This is a very interesting discussion over on ToP, but not in the way you might think.
What we have here is a portrait of Vladimir Putin. What can we say about it, objectively? It's high contrast. The man is apparently making eye contact with the photographer. He appears conscious of being photographed although he appears to be photographed with at least a longish lens so it's not a sure thing. His face appears relaxed. He appears tired, as compared with other photographs, but that may simply be a combination of the light and the relatively high contrast treatment emphasizing "bags" under the eyes. Objectively, it is almost startling in its blankness. The background is vaguely military, but we can't really make out definitively. In the west we might reasonably interpret the head-tilt as a "seriously? You're photographing me?" gesture, but we must accept that a) our cultural referents may be off here, b) Putin may not even have been aware of the camera, and c) even in New York City, this expression is not definitive. It could be Putin's resting face.

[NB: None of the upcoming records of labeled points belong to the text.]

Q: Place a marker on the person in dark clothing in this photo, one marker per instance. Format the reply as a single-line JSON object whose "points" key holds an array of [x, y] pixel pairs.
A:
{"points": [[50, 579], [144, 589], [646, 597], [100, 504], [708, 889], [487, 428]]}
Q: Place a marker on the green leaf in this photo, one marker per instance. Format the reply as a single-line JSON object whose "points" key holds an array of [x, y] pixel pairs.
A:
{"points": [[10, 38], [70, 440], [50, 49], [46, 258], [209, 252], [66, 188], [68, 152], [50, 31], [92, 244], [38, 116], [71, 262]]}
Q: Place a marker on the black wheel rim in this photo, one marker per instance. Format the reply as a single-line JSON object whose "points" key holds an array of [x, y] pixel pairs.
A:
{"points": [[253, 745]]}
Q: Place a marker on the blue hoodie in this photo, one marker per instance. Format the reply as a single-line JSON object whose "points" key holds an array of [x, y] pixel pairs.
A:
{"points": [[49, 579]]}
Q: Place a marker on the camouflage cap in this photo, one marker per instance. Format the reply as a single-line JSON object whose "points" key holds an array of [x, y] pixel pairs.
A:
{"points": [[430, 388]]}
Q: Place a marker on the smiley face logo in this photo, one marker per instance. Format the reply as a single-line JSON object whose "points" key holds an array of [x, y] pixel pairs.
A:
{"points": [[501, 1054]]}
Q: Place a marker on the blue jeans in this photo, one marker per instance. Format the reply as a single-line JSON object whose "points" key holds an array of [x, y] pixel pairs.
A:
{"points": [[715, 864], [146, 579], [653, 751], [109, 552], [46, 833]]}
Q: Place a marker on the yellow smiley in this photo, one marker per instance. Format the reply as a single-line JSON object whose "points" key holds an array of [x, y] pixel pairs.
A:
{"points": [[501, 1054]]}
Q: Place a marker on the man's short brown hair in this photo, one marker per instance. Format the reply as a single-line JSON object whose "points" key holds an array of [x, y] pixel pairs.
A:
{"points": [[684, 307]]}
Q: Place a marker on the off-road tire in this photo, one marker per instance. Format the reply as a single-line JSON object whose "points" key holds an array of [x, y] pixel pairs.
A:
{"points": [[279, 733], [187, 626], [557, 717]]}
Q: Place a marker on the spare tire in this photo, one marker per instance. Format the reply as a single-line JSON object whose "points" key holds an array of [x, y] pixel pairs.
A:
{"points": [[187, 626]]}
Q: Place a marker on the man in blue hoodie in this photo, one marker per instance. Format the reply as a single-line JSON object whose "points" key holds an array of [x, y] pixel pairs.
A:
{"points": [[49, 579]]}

Now read the comments. Holy crap.
Consider what we actually know about Putin, as opposed to the various constructs various aspects of various media, variously controlled by various governments. He's ex-KGB, which likely means he's not a particularly nice guy. He went to University. He's old enough to have a career that bridges the USSR's dissolution.
Media constructs paint him as the devil, as a powerful leader, as an assassin, a ruthless killed, a brilliant politician. The west, in particular, resolutely demonizes him, occasionally in ways that are transparent knee-bending to western political interests. (pro-tip: the Crimean adventure is much more complicated than the western press makes out, and it's not actually all that clear that Russia/Putin is in the wrong). The Russian press, which we can observe sort of second hand, seems to be painting him equally improbably, but in the positive. It's certainly possible that he is evil incarnate, or not a nice fellow at all, I don't know. The point is, this is not information that is available to any of us. It is deliberately concealed and obfuscated on all sides.
And yet, confronted with a remarkably bland portrait of the man, a bunch of various westerns are happy to read in, basically, the narrative the media has spoon fed them for the last decade or so. To be blunt, this is ridiculous and naive.
But it is exactly what we do with portraits in particular, and photographs in general. We bring our own massive freight of ideas, our own history, and we project madly onto the picture. A tabula rasa like Turnley's portrait is a wonderful canvas for the careless to project stuff on to, especially when we have such a rich conception of the subject, as we do in this case.
The gap between what's actually in the picture (virtually nothing) and what we think we know about the subject (sufficient material for several long novels) is practically unprecented here, and therefore provides us with a really great case study of how people react to photos.